1875/1875 [==============================] - 34s 16ms/step - loss: -55578.1367 - val_loss: -62465.1016
Epoch 2/10
1875/1875 [==============================] - 28s 15ms/step - loss: -64829.3750 - val_loss: -65042.4648
Epoch 3/10
1875/1875 [==============================] - 29s 15ms/step - loss: -67461.9844 - val_loss: -70393.7500
Epoch 4/10
1875/1875 [==============================] - 29s 15ms/step - loss: -69034.2734 - val_loss: -66066.8672
Epoch 5/10
1875/1875 [==============================] - 29s 15ms/step - loss: -70065.8438 - val_loss: -68278.2109
Epoch 6/10
1875/1875 [==============================] - 29s 15ms/step - loss: -70965.3438 - val_loss: -69826.4219
Epoch 7/10
1875/1875 [==============================] - 29s 15ms/step - loss: -71667.5000 - val_loss: -72257.3984
Epoch 8/10
1875/1875 [==============================] - 29s 15ms/step - loss: -72232.3594 - val_loss: -68337.1094
Epoch 9/10
1875/1875 [==============================] - 29s 16ms/step - loss: -72632.1641 - val_loss: -71673.4922
Epoch 10/10
1875/1875 [==============================] - 30s 16ms/step - loss: -72972.3281 - val_loss: -72791.6250

Results

First, we can plot some examples using the trained encoder this time.

# Generate an example reconstruction

example_reconstruction = vae(example_images).mean().numpy().squeeze()

# Plot the example reconstructions

fig, axs = plt.subplots(2, 6, figsize=(16, 5))

for j in range(6):
    axs[0, j].imshow(example_images[j, :, :].squeeze(), cmap='binary')
    axs[1, j].imshow(example_reconstruction[j, :, :], cmap='binary')
    axs[0, j].axis('off')
    axs[1, j].axis('off')

Finally, we can look at whether those encoded images exhibit some clusters after training. As we can observer from the right figure, some clusters can be found which contains images in the same or similar label.

# Compute example encodings after training

posttrain_example_encodings = encoder(example_images).mean().numpy()
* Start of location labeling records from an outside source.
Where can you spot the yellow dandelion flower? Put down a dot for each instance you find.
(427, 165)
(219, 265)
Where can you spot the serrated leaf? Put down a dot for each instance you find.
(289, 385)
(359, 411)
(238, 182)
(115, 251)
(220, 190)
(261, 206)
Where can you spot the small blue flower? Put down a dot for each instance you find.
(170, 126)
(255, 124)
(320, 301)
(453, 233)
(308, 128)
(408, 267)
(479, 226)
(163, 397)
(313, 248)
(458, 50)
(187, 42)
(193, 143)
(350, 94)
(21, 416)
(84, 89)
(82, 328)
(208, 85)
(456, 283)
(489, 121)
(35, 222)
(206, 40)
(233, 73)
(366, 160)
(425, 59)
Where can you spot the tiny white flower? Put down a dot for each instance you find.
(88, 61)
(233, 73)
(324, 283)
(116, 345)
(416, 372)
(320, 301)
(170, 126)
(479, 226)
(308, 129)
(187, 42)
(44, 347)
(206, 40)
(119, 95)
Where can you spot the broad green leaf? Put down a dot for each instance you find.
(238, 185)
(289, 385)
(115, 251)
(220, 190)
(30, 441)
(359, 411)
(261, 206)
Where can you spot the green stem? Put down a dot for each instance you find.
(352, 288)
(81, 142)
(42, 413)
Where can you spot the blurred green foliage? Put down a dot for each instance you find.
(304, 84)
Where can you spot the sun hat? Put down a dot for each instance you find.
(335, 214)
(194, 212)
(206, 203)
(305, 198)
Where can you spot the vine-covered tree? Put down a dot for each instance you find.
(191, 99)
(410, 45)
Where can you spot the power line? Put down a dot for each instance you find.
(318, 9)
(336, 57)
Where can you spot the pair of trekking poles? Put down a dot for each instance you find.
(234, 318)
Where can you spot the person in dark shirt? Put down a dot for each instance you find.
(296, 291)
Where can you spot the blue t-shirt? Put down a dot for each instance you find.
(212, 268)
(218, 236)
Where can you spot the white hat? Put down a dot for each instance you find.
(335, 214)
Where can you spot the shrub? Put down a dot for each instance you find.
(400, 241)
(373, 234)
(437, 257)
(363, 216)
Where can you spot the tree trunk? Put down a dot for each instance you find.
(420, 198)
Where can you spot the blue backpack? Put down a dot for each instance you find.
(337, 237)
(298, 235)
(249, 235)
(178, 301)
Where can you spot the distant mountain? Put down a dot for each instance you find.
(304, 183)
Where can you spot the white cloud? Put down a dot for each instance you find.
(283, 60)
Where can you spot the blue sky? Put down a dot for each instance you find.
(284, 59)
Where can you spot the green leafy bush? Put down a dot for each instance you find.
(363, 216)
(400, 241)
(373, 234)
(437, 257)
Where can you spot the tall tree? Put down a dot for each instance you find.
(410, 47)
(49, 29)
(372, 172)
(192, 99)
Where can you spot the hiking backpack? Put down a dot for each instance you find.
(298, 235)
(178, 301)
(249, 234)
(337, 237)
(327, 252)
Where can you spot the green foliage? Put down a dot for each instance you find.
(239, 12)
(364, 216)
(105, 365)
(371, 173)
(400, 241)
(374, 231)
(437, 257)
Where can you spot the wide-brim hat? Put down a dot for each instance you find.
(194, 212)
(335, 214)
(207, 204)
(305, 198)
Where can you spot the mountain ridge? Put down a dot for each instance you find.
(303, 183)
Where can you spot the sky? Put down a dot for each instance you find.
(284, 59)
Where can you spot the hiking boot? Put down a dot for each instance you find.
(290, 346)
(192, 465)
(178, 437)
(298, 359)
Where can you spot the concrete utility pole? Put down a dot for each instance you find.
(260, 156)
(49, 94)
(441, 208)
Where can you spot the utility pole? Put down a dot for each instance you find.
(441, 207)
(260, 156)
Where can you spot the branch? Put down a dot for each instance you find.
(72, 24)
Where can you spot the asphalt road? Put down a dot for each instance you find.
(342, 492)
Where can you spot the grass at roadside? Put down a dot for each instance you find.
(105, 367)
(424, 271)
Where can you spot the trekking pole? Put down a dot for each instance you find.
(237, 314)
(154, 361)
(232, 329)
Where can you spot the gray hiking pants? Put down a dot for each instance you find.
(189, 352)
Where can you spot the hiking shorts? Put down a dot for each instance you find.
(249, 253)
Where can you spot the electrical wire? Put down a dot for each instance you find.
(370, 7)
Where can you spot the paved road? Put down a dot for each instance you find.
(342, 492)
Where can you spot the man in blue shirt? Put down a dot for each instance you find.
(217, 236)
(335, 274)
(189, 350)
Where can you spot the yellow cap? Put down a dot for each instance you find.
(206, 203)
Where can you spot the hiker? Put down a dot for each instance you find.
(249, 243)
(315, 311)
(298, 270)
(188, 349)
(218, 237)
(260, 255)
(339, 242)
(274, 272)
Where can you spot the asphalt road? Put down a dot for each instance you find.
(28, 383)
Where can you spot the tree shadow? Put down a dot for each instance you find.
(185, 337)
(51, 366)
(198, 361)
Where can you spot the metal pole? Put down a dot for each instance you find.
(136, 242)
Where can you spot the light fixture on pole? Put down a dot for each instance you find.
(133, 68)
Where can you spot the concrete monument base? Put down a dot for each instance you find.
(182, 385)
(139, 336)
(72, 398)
# Compare the example encodings before and after training

f, axs = plt.subplots(nrows=1, ncols=2, figsize=(15, 7))
sns.scatterplot(
    x=pretrain_example_encodings[:, 0],
    y=pretrain_example_encodings[:, 1],
    hue=class_names[example_labels], ax=axs[0],
    palette=sns.color_palette("colorblind", 10)
)
sns.scatterplot(
    x=posttrain_example_encodings[:, 0],
    y=posttrain_example_encodings[:, 1],
    hue=class_names[example_labels], 
    ax=axs[1],
    palette=sns.color_palette("colorblind", 10)
)

axs[0].set_title('Encodings of example images before training');
axs[1].set_title('Encodings of example images after training');

for ax in axs: 
    ax.set_xlabel('Encoding dimension 1')
    ax.set_ylabel('Encoding dimension 2')
    ax.legend(loc='upper right')



In this post, we introduced Variational AutoEncoder, which is the probablistic twist of Autoencoder. In contrast to the Autoencoder, it is designed or trained to generate images, and it is not deterministic as the Autoencoder (the output of encoder and decoder given an input image). For example, VAE allows sampling from the distributions in the encoder and decoder and will lead to different results for a given image.